Loading LOADSUB ALL FROM "FIT.HTS"
or LOADSUB FROM "MATHLIB.HTS"
or LOADSUB Fit FROM "MATHLIB.HTS"
Usage INTEGER M,N
REAL X(*),Y(*),C(*)
CALL Fit(M,X(*),Y(*),N,C(*))
Description
Fit calculates the coefficients of the polynomial of degree n that gives the closest fit to the points whose coordinates are (xk,yk), where k is an index into the m values in the arrays X and Y. The "closest fit" is that which gives the smallest sum of squares of the differences between each point yk and the corresponding p(xk), where p is the polynomial generated from the coefficients returned in C. The first element in C contains the constant or zero-order coefficient, the second element the first-order coefficient, etc. The polynomial described by the coefficients of C can be evaluated by Poly, described in its own entry.

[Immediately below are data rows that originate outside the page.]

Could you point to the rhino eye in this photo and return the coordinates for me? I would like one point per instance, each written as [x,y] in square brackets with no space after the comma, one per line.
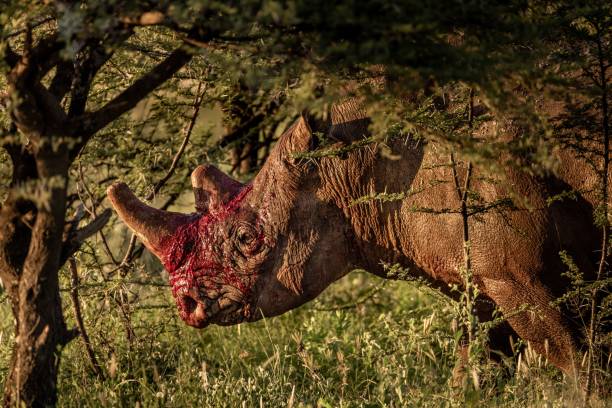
[247,239]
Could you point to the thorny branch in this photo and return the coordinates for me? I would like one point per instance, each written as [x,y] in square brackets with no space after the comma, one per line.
[196,110]
[74,295]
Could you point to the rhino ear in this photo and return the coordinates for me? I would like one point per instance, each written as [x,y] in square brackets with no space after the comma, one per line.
[280,177]
[212,188]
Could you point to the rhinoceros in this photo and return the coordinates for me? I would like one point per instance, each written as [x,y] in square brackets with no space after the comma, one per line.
[266,247]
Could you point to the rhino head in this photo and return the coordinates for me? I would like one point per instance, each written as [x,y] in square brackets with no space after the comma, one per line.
[248,251]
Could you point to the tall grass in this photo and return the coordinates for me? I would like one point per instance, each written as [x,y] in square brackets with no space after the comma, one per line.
[365,342]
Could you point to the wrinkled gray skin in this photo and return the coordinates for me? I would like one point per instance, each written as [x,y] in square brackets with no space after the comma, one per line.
[314,235]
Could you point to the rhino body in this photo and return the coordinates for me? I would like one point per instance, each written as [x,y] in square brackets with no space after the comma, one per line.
[267,247]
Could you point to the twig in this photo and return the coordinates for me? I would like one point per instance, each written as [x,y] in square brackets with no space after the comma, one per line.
[93,213]
[196,109]
[592,333]
[74,295]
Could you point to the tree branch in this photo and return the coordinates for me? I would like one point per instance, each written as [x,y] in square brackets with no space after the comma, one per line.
[74,295]
[90,123]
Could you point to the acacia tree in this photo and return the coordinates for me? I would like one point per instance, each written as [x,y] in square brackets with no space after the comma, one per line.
[49,74]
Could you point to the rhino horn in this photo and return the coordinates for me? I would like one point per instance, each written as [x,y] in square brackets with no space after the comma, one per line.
[154,227]
[212,188]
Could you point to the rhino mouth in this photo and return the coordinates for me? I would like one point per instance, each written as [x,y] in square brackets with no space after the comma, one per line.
[200,307]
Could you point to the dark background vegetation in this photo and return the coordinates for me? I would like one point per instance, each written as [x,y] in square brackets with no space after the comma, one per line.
[97,91]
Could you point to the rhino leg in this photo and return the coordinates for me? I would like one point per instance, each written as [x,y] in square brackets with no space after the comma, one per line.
[541,325]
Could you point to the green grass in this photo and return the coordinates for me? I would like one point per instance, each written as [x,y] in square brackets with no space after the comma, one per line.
[365,342]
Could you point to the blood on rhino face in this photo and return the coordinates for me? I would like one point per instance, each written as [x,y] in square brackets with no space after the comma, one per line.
[213,256]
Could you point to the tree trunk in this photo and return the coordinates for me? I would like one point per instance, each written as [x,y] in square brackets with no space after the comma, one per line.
[29,266]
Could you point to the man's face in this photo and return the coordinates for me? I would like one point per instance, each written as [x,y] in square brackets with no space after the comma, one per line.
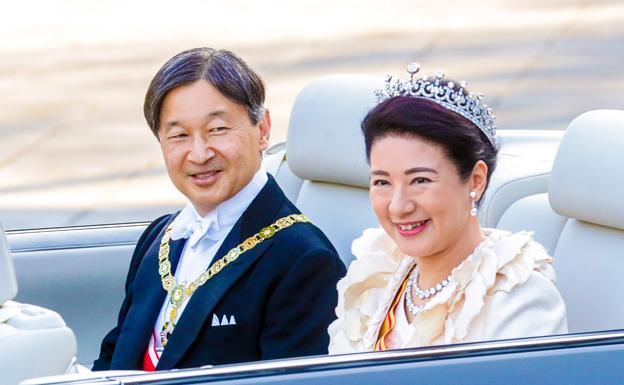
[211,148]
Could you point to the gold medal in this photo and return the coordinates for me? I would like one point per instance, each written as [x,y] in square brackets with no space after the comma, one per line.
[178,293]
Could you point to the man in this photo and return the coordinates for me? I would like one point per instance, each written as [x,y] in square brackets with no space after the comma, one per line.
[238,274]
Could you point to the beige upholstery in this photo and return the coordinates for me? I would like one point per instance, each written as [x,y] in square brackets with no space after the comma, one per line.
[587,185]
[329,178]
[587,181]
[33,341]
[8,284]
[325,149]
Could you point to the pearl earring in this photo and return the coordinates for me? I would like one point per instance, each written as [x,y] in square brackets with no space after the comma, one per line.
[473,205]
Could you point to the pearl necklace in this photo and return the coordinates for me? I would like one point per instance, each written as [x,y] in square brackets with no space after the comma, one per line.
[421,293]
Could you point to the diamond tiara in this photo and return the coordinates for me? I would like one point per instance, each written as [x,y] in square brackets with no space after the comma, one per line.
[445,93]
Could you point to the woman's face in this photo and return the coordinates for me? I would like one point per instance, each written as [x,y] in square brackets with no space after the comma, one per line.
[418,196]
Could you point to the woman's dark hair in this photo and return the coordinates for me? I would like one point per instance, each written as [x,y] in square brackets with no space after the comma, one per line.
[225,71]
[462,141]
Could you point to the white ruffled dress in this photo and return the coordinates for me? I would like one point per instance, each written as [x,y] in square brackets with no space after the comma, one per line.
[504,289]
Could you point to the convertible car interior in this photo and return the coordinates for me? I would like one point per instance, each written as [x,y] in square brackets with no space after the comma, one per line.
[565,186]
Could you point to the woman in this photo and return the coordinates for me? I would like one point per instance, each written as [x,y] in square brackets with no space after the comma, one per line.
[431,275]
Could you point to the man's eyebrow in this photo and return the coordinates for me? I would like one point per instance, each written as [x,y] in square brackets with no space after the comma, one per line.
[420,169]
[212,114]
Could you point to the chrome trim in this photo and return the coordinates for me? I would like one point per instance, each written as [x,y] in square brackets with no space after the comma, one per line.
[448,351]
[17,251]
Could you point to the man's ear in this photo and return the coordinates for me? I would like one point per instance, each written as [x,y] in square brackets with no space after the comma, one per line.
[265,130]
[478,178]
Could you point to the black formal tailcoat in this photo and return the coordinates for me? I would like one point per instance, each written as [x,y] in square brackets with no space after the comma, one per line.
[282,294]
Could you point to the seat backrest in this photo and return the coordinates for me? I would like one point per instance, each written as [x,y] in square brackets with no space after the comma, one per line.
[33,341]
[586,186]
[327,176]
[325,149]
[8,283]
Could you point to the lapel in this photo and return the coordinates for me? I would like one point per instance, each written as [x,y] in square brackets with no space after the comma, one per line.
[261,212]
[148,298]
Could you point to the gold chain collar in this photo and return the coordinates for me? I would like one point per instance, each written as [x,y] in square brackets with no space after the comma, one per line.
[178,293]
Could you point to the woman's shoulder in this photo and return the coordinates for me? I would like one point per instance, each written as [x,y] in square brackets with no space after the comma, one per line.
[363,291]
[518,256]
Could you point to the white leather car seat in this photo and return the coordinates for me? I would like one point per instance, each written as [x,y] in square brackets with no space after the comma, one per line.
[587,187]
[33,341]
[325,149]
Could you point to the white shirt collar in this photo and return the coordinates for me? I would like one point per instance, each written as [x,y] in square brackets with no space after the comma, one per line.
[218,222]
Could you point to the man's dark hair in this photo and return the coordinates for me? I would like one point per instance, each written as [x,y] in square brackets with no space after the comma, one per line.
[225,71]
[460,139]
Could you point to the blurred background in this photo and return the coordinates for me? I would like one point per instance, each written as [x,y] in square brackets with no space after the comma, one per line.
[75,148]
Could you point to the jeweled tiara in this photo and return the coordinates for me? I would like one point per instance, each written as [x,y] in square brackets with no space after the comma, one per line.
[446,93]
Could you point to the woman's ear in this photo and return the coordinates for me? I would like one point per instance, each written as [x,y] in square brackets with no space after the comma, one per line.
[478,178]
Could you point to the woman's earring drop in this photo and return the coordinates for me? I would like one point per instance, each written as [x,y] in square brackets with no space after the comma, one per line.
[473,205]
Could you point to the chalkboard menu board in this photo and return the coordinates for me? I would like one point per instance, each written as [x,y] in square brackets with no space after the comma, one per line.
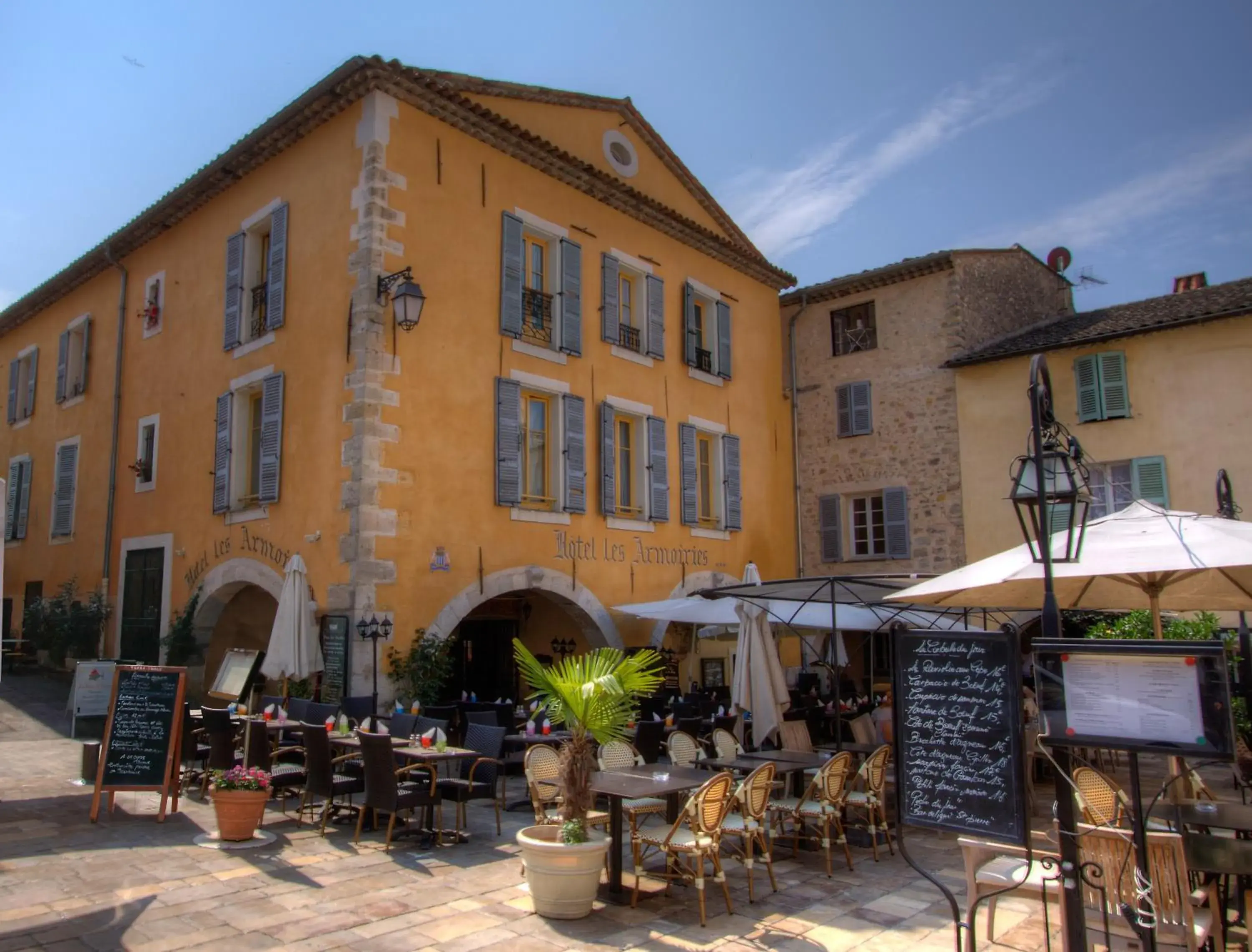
[335,658]
[143,732]
[958,733]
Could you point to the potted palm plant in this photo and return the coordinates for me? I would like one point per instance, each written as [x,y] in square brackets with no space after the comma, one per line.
[594,696]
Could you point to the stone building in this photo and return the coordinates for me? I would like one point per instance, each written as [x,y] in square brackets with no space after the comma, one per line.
[878,451]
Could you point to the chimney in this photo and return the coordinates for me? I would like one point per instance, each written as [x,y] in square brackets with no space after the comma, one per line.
[1190,283]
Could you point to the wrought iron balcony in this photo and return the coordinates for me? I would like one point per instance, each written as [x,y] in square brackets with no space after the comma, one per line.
[629,337]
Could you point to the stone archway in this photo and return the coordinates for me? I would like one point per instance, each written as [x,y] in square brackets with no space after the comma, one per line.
[594,620]
[690,584]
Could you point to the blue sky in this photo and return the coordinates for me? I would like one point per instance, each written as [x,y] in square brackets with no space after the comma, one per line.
[842,136]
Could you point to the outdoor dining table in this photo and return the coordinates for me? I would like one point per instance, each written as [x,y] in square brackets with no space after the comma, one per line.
[633,782]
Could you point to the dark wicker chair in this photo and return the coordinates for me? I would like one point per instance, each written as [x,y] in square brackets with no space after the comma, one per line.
[323,781]
[481,778]
[386,792]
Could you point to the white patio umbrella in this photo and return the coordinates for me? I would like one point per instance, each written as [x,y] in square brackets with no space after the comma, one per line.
[1142,557]
[759,685]
[293,650]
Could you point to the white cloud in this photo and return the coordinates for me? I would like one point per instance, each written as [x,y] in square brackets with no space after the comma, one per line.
[784,211]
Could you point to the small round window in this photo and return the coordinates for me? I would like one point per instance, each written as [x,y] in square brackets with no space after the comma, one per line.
[621,153]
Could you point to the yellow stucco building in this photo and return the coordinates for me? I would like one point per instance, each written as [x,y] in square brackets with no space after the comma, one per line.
[1156,392]
[590,411]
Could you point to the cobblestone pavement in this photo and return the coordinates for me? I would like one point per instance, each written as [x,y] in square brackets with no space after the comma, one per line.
[132,884]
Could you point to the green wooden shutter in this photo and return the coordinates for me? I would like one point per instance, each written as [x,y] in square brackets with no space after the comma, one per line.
[63,360]
[271,437]
[233,316]
[896,522]
[511,268]
[688,473]
[658,471]
[571,297]
[1115,393]
[1149,481]
[610,276]
[575,435]
[724,340]
[655,317]
[276,278]
[733,481]
[509,442]
[608,458]
[222,455]
[829,516]
[1087,380]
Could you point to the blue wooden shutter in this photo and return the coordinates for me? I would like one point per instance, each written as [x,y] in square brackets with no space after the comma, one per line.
[608,458]
[610,278]
[575,433]
[733,481]
[688,476]
[829,527]
[509,442]
[14,376]
[896,522]
[689,325]
[655,317]
[276,280]
[271,437]
[1115,392]
[844,411]
[571,297]
[723,340]
[1149,481]
[24,498]
[222,455]
[511,268]
[659,471]
[63,358]
[1087,380]
[63,492]
[235,292]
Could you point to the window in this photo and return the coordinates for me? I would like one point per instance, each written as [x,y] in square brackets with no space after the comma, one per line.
[853,330]
[72,360]
[854,413]
[18,502]
[1102,387]
[146,455]
[23,373]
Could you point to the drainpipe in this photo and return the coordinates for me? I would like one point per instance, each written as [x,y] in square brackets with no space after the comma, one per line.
[795,437]
[117,417]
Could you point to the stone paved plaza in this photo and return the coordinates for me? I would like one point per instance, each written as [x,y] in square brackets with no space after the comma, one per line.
[132,884]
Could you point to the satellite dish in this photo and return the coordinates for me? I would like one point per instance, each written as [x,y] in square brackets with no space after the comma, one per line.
[1060,259]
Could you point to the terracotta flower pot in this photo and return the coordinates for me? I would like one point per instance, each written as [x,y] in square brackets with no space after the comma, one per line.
[240,812]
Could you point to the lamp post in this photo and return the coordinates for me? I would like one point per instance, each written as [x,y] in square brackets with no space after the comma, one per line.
[1050,492]
[374,630]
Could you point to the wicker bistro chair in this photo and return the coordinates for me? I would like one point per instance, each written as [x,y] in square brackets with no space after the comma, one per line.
[543,767]
[322,777]
[872,798]
[387,792]
[690,842]
[481,778]
[748,821]
[822,805]
[616,755]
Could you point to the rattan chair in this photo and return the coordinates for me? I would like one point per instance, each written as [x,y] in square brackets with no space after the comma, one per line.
[693,841]
[616,755]
[823,805]
[748,821]
[872,797]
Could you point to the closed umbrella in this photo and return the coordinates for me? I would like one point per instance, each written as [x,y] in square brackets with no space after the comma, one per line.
[293,650]
[760,686]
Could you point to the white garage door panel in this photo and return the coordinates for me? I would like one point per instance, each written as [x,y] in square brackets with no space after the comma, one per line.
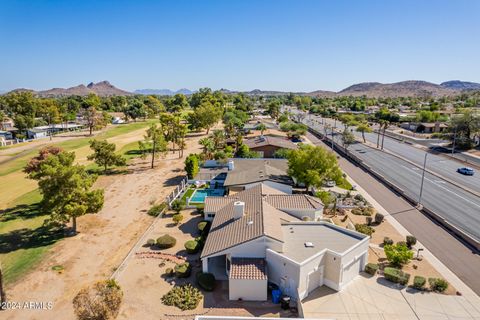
[315,280]
[351,271]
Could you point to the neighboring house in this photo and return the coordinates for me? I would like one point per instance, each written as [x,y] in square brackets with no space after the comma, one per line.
[425,127]
[267,145]
[246,173]
[238,174]
[258,236]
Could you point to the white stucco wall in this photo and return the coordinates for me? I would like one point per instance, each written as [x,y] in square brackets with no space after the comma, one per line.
[248,290]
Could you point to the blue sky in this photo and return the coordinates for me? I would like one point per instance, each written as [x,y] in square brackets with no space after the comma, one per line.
[241,45]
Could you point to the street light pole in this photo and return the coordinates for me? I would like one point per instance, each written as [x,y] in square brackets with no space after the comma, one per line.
[423,178]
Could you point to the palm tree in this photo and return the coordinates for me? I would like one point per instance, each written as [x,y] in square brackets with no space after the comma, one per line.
[262,127]
[208,147]
[364,127]
[218,138]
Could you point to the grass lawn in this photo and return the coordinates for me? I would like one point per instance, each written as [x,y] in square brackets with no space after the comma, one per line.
[24,240]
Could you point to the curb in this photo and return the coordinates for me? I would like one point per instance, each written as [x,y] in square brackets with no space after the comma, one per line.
[465,237]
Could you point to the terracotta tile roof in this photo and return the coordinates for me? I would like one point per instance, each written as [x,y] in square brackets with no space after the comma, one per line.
[248,171]
[248,269]
[265,210]
[262,141]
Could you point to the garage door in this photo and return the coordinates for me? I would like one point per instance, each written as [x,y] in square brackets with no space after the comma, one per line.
[315,280]
[351,271]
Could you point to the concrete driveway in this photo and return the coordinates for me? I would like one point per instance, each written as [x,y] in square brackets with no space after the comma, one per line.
[377,298]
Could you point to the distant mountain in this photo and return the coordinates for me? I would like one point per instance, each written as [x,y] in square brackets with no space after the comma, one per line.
[411,88]
[102,89]
[163,92]
[460,85]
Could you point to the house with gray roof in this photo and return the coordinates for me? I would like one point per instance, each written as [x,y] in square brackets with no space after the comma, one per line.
[263,235]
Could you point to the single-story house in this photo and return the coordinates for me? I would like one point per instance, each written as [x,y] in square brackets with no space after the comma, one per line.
[246,173]
[238,174]
[259,236]
[425,127]
[267,145]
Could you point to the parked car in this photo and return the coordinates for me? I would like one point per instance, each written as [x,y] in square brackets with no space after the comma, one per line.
[466,171]
[330,183]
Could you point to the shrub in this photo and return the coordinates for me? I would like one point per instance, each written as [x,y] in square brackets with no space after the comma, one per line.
[155,210]
[177,218]
[371,268]
[411,241]
[100,301]
[419,282]
[166,241]
[438,284]
[357,211]
[369,221]
[363,228]
[359,197]
[178,206]
[206,281]
[192,246]
[398,254]
[183,270]
[378,218]
[387,241]
[184,297]
[396,275]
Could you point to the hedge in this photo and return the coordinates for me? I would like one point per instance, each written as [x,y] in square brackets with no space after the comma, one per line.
[206,281]
[438,284]
[166,241]
[183,270]
[371,268]
[192,246]
[396,275]
[419,282]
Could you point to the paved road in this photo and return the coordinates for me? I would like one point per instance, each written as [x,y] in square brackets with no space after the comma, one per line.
[452,252]
[459,207]
[435,163]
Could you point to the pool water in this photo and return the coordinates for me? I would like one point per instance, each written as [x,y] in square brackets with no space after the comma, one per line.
[199,195]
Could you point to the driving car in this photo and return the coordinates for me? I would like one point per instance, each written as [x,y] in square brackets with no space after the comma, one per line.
[466,171]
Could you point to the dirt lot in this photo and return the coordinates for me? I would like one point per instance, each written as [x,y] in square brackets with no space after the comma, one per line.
[144,273]
[103,240]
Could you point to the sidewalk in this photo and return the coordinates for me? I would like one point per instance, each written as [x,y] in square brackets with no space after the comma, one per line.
[467,293]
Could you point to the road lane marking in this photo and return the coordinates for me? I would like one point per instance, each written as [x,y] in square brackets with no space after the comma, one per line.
[432,181]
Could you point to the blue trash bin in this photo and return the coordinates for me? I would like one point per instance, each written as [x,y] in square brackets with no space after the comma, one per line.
[276,294]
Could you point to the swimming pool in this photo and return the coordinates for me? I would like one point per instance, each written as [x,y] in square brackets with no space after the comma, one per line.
[199,195]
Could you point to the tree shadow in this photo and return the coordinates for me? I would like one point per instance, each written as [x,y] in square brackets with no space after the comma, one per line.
[28,238]
[21,211]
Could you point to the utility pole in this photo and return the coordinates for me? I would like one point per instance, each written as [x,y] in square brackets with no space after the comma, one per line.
[454,138]
[423,178]
[3,298]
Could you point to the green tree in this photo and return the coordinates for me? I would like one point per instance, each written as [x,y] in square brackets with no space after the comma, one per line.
[154,143]
[347,138]
[398,254]
[208,147]
[192,165]
[104,154]
[364,127]
[262,127]
[313,165]
[65,187]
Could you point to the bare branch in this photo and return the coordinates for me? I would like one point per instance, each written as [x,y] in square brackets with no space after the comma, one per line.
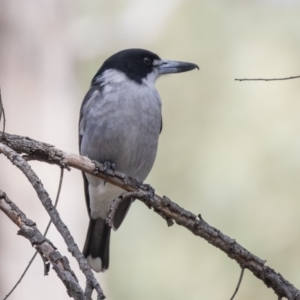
[163,205]
[266,79]
[22,164]
[239,284]
[29,230]
[45,233]
[2,112]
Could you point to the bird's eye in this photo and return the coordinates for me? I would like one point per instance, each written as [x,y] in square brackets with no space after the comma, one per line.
[147,61]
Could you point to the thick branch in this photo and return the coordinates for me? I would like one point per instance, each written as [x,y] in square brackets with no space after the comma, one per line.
[44,246]
[21,163]
[163,206]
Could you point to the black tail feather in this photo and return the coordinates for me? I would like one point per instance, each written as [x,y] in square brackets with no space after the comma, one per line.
[97,243]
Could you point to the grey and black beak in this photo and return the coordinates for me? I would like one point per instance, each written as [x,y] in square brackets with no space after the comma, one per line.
[170,66]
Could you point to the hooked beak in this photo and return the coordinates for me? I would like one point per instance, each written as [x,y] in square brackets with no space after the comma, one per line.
[170,66]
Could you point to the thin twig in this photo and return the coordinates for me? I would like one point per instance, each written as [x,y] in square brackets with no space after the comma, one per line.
[266,79]
[2,112]
[239,283]
[45,233]
[22,164]
[29,230]
[193,223]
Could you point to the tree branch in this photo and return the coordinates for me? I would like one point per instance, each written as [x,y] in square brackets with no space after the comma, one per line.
[162,205]
[22,164]
[44,246]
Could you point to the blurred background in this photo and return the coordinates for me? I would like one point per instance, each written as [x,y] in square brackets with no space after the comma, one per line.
[229,150]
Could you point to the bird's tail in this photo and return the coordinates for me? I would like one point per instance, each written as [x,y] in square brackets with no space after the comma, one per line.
[96,248]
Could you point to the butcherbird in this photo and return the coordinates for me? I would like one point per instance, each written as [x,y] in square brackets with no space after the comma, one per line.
[120,122]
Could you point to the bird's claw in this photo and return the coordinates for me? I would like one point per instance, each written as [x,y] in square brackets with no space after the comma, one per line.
[108,168]
[150,191]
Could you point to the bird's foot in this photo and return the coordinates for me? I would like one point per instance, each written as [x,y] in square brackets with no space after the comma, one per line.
[150,192]
[107,168]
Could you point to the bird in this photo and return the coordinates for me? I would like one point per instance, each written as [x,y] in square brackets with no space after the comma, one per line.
[119,125]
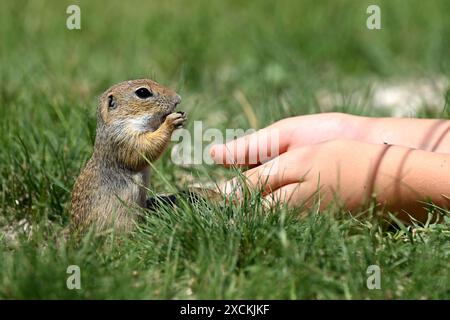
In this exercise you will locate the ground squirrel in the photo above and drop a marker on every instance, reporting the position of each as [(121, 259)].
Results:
[(135, 120)]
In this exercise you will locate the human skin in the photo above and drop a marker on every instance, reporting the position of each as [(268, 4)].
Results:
[(400, 163)]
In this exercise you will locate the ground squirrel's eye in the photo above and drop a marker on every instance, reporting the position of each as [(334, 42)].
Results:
[(143, 93), (111, 102)]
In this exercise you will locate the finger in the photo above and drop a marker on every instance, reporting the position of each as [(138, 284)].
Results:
[(281, 171), (293, 195), (253, 149)]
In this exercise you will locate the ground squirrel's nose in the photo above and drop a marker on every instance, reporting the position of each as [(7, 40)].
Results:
[(176, 100)]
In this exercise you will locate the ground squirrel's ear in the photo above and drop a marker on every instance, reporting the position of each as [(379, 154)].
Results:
[(112, 102)]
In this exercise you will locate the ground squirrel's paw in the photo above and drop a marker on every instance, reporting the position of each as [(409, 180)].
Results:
[(176, 119)]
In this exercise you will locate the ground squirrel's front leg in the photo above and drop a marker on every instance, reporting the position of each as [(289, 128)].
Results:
[(149, 146)]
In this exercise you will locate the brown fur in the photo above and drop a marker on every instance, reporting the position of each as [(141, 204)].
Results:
[(129, 135)]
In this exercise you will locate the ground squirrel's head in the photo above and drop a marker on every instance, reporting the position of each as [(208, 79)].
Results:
[(136, 106)]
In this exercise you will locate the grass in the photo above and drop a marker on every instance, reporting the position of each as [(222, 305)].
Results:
[(277, 57)]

N must be between zero and 10, inclusive. M may be any positive integer. The dimensions of X and Y must be at least m. If either X or Y has more than m data points, the extra points are neither used nor modified by Fit. Similarly, C must contain at least n+1 data points; if C has more than n+1 data points, the extra points are not modified by Fit.
If n is zero, Fit returns the average value of the elements in Y, which is the zero-order polynomial that most closely approximates the points in X and Y. If N is 1, Fit returns the coefficients of the linear polynomial that most closely approximates the points in x and y, and so on for higher values of n.
Note that polynomials higher than degree 2 or 3 tend to have extreme values outside the region defined by the smallest and largest xk, although they give more accurate approximations of the values of yk inside this region. In addition, higher-order polynomials may oscillate between adjacent values of xk. If such oscillations occur, a smaller-degree polynomial would probably give a better approximation than a larger-degree one. Because of this, checking higher-order fitting functions with a graph is advisable.
Errors
Fit causes an HTBasic error if its arguments are not of the types shown in the USAGE section, above, if n is not between 0 and 10, inclusive, if the size of X or Y is smaller than M, or if the size of C is smaller than N+1.
Example
The percentage of automobiles in the United States with at least one passenger suffering extreme injury or death in collisions was tabulated in 1970 and categorized by weight of the automobiles involved. The data was distributed as shown in the table below.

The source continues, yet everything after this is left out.